I picked up a Windlass spiked warhammer on sale the other day:
http://www.museumreplicas.com/p-562-war ... spike.aspx
...with the intent of building my own, perhaps scaled-down version, of this weapon:
http://myarmoury.com/feature_higgins_pole.html
It turns out that Sean Flynt did something very similar to this before:
http://myarmoury.com/talk/viewtopic.php ... xe&start=0
This made me think about the usage of long warhammers/short poleaxes in harness. In one hand or two, a hammer or mace should follow similar usage patterns to that of a sword, and a two-handed weapon thus should really benefit from the various longsword teachings. Obviously blossfechten techniques cannot normally be used successfully against an opponent in harness, but a two-handed warhammer, etc., can strike all of the basic cuts and all meisterhau with no more effort than a sword, apart from the higher inertia. "Edge alignment," considering the position of the hammer, spike, or axe face, is also similar to that of a sword. I think you therefore have the capability of employing a battlefield weapon in the exact same fashion you employ a sidearm, with the caveat of being able to use that weapon in a battlefield context directly against armored combatants. The only real factor you have to deal with now is how flexible your armor happens to be, as that will limit the application of longsword techniques with the weapons in question.

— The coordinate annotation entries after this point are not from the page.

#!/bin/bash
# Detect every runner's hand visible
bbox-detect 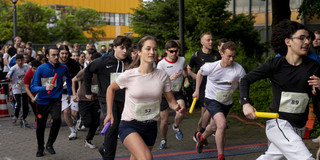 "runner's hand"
[192,91,199,98]
[103,114,113,126]
[243,103,257,119]
[176,103,186,113]
[85,94,92,100]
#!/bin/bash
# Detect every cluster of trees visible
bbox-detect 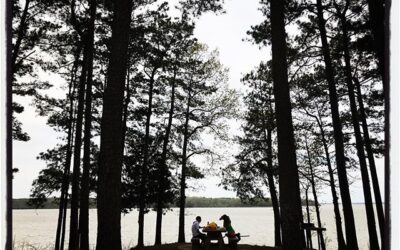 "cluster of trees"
[222,0,385,249]
[13,0,238,249]
[12,0,385,250]
[12,197,282,209]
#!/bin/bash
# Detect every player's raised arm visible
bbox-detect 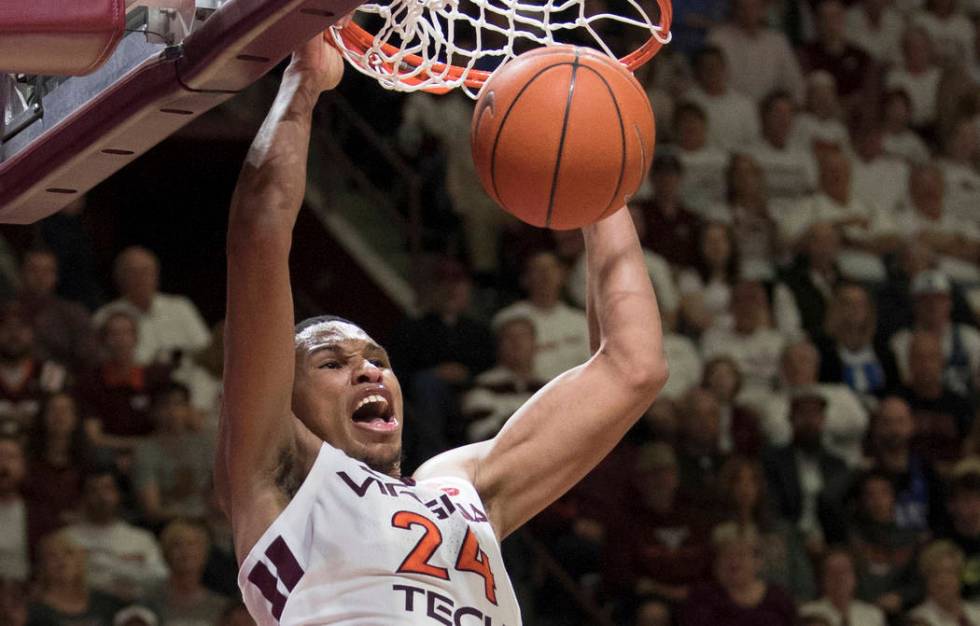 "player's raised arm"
[215,36,343,554]
[417,208,667,538]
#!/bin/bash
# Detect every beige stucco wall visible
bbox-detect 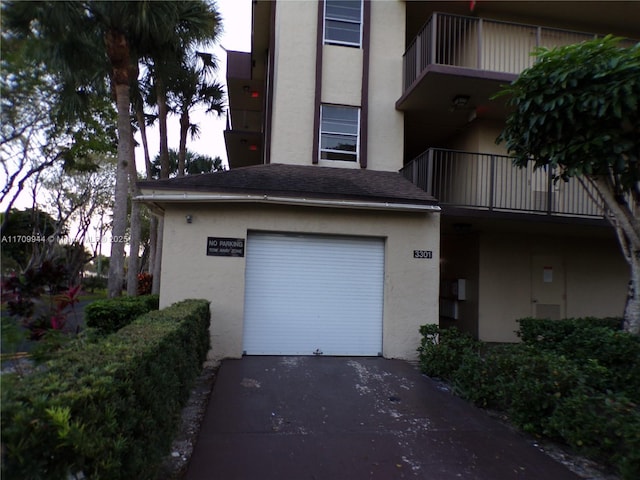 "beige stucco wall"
[271,1,318,165]
[478,232,629,342]
[160,204,440,359]
[271,1,405,171]
[367,1,406,171]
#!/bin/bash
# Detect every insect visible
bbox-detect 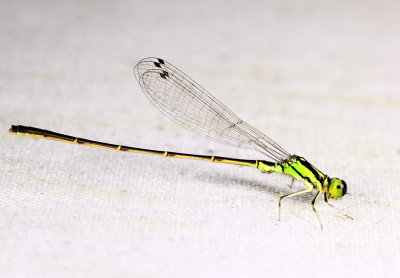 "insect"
[10,57,352,229]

Given what little I know of poleaxe fighting, a full-sized weapon is one of the most intimidating weapons I have seen demonstrated. A hand-and-a-half weapon in light of the above context is nearly as imposing, with the promise of being highly agile in the hands of a seasoned combatant in properly fitted and articulated armor. Perhaps this draws parallels to Fiore's sword-axe, as Matt Easton considers in this video, with a very fitting weapon for the subject:
https://www.youtube.com/watch?v=Xw23Hhuq2Ok
Short single and perhaps two-handed poleaxes which would be used in a similar fashion were covered in this thread on MyArmoury:
http://myarmoury.com/talk/viewtopic.php ... t+pole+axe
In general I'd like to think that such weapons serve to break the idea of armored combat being a slow, circling, or ponderous affair which we might be fixated upon due to considering the usage of the sword in that context... which is barely the right weapon for the job. Instead, you have quite vigorous and straight-forward combat which may not look too different from unarmored or lightly armored combat with swords or axes. An interesting idea, perhaps?